CNN Truth Squad: How much do unions cost taxpayers?

The statement:
"We've seen these battles on the state level where unions have bankrupted states from pension plans to here on the federal level. Thirty to 40%, union employees make above their private sector equivalents. I do not believe that state, federal or local workers ... should be involved in unions."
-- Former Pennsylvania Sen. Rick Santorum, in Thursday night's Republican presidential debate on Fox News.
The facts:
-- Overall, unionized workers do earn more than non-union counterparts, according to the federal Bureau of Labor Statistics. Median weekly earnings for full-time union members were $917 in 2010, compared to $717 for non-union workers, the BLS reported in January.
-- The AFL-CIO, the largest U.S. labor federation, says union members make about 30% more than non-union workers. They also are more likely to be covered by health insurance and retirement plans, according to the BLS.
-- And public employees are far more likely to be in unions. Fewer than 7% of private-sector employees were union members in 2010, compared to 36% for government employees, according to the BLS.
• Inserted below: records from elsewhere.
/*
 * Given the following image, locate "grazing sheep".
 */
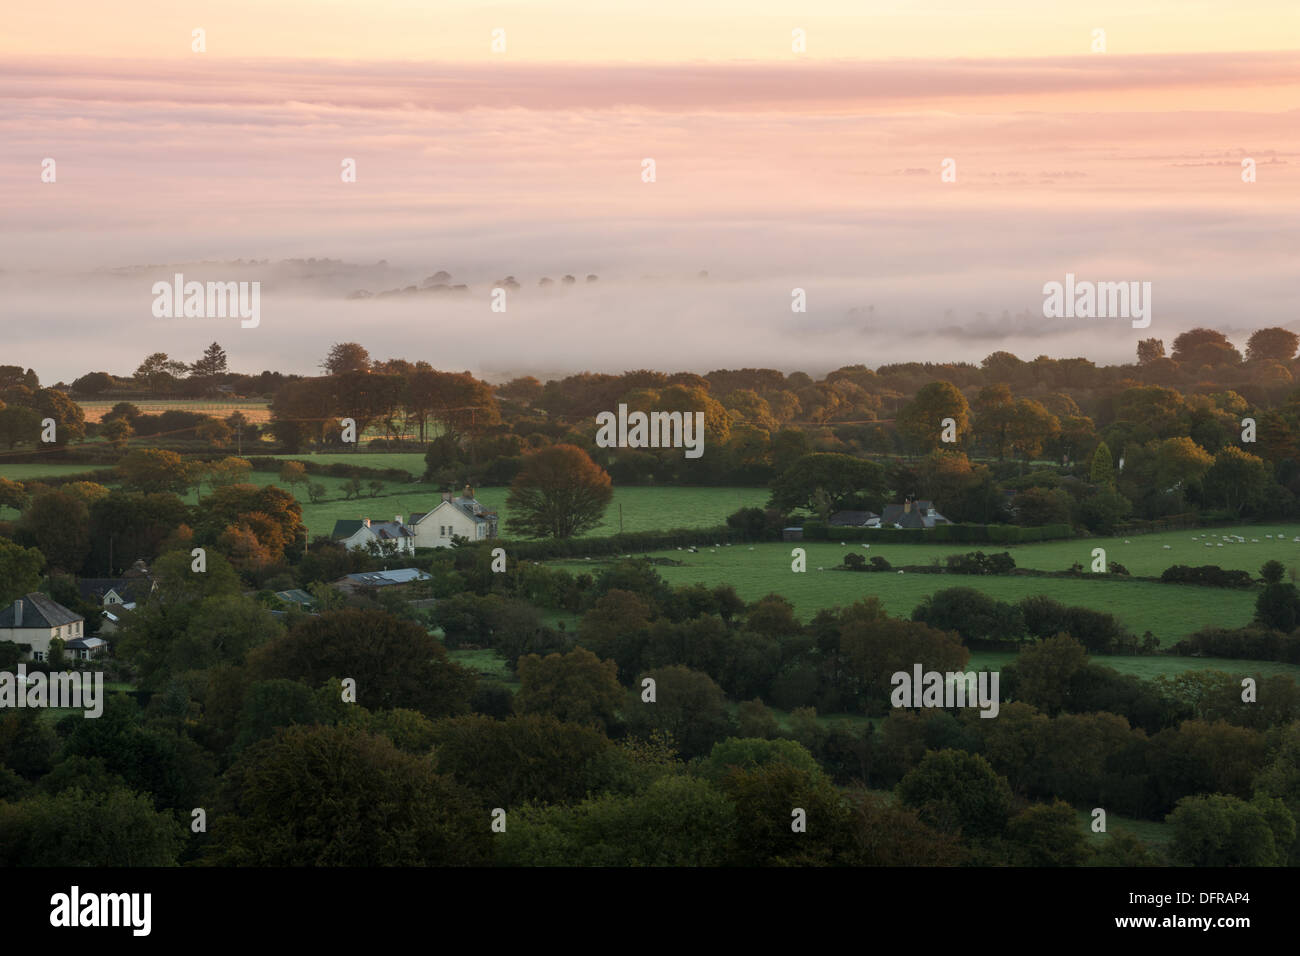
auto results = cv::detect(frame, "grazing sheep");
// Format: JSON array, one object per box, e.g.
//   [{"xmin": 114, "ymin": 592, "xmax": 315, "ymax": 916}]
[{"xmin": 1163, "ymin": 545, "xmax": 1171, "ymax": 549}]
-- A BLS report in June found private industry spent an average of $28.13 per hour on wages and benefits, compared to $40.40 for state and local government employees. But it noted that public and private-sector costs "should not be directly compared," as they involved many differences in the types of jobs. Many private-sector employees hold sales and manufacturing jobs not often seen in government, for example, while jobs like teachers make up a greater share of public payrolls.
-- While not quite "bankrupted," as Santorum put it, states, cities and counties are struggling with issues like pension costs as their own revenues have been hard-hit by the 2007-2009 recession and its ongoing hangover, according to the non-profit, non-partisan Center for State and Local Government Excellence, a Washington-based think tank that focuses on public employee pay.
-- And while union workers make more in general than non-union workers, a new report from the center found that when total wages and benefits for public employees lag slightly behind private-sector workers, by about 4%. Public pensions and health benefits are more generous, but public employees are more likely to have college degrees and make less than comparable private-sector workers, the study found.
The verdict:
True, but incomplete. Overall, union workers earn more than non-unionized employees, and public employees earn more on average than private-sector workers. But analysts say an apples-to-apples comparison is difficult due to differing occupations, and that many educated workers could make more in the private sector than in government jobs.